Aramalarına cevap vermiyordu. Attığı mesajlara da geri dönmüyordu. Bir yerden sonra Sehun'un telefonu kapanmıştı ve direkt olarak telesekretere yönlendiriliyordu.

Nasıl tepki vermesi gerektiğini bilmiyordu. Kızmak, bağırmak istiyordu, ancak anlamsız bir şekilde de hiçbir şey yapmak istemiyordu. Göğsünün sol yanı acıyordu. Tam kalbinin üzerine sertçe vurulmuş gibiydi.

Sehun, onu bırakıp gittikten sonra söylediği şeyleri yeniden düşündü. Bir şeyler bulmaya çalışıyordu. Kai'ye iyi gelen tek şey o iken...Sehun, ona neden kötü gelsindi ki...

Kabul ediyordu, şu sıralar biraz daha sık rahatsızlanıyordu, ancak çok da kötü değildi. Üstelik doktoru da bunların sorun olmayacağını belirtmişti. Bazı dönemler bunlara benzer şeyleri yeniden yaşamıştı zaten. Neden şimdi Sehun, tüm suçu kendi üzerine alıyordu? Kai, onlara yardım etmeyi ilk başta istemese bile, daha sonra onun için eğlence haline gelmişti. Üstelik sosyalleşmek de hoşuna gitmişti.

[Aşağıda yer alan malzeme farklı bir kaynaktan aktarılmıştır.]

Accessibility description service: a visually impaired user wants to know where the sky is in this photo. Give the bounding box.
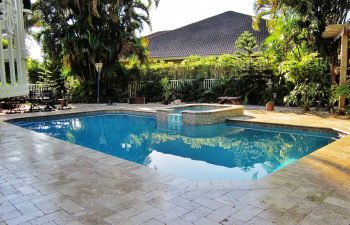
[27,0,255,60]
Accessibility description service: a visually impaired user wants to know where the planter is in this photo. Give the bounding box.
[59,99,68,107]
[266,103,275,111]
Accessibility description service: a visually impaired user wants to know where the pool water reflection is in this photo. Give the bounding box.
[16,114,336,180]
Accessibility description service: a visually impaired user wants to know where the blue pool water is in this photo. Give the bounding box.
[15,114,336,180]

Aklı karman çormandı. Doğru düzgün düşünemiyordu bile. Yatağında uzanıyordu. Tavandaki boşluğu izliyordu. Aklını toparlamaya çalışıyordu ancak işe yaramıyordu.

''Kai gelebilir miyim?''

Kai, odanın kapısından başımı içeri uzatan Baekhyun'a baktı. ''Baek, gelsene.''

Baekhyun, kapıyı tamamen açıp, içeri girdi ve yeniden kapattı. ''Eee nasılsın?'' Kai çokta iyi görünmüyordu.

''İğrenç, berbat, bitik... hangisi beni tanımlar bilmiyorum.''

''Anladım, iyi hissetmiyorsun.'' Baekhyun, yatağın yanına gelip, kenara ilişti. ''Ne olduğunu Chanyeol anlattı. Konuşmak ister misin?''

''Neyi konuşacağım ki? Ayrılmayı istedi.'' Kai'nin elleri başının altında yastık görevi görüyordu.

''Cidden senden ayrılmak mı istedi?'' Baekhyun, aslında konuyu biliyordu.

Kai derin bir iç çekti. ''Evet, ayrılmayı istedi ve ben ayrılmak için önüme koyduğu nedenlerin hiçbirini mantıklı bulmuyorum. ''

Baekhyun, yatağa tamamen oturup, sırtını başlığa yasladı. Ayaklarını Kai gibi uzatmıştı. ''Yeniden sayıkladığınla ilgili bir şeyler söylemiş sanırım.''

''Evet, öyle söyledi. Sen bunu nerden biliyorsun?'' Kai ona baktı.

''Ben mi? Çocuklardan, kavgaya kulak misafiri olan iki üç kişi varmış. Chanyeol onlardan duymuş ve o da bana anlattı. Bende oradan biliyorum.''

''Anladım.''

''Gözlerinin altı çökmüş, halsiz görünüyorsun. Uyumak ister misin?''

''Uyuyabileceğimi sanmıyorum''

''Sana şarkı söylememi ister misin? Eskiden uyuyamadığında yardımcı oluyordu.'' Baekhyun, Sehun'un kafasını kırmak istiyordu. Hangi akla hizmet ona yardım etmeyi kabul etmişti ki... Kai'nin bu kadar kötü olacağını bilse; hayatta o, ego yığınına yardım etmeyi kabul etmezdi.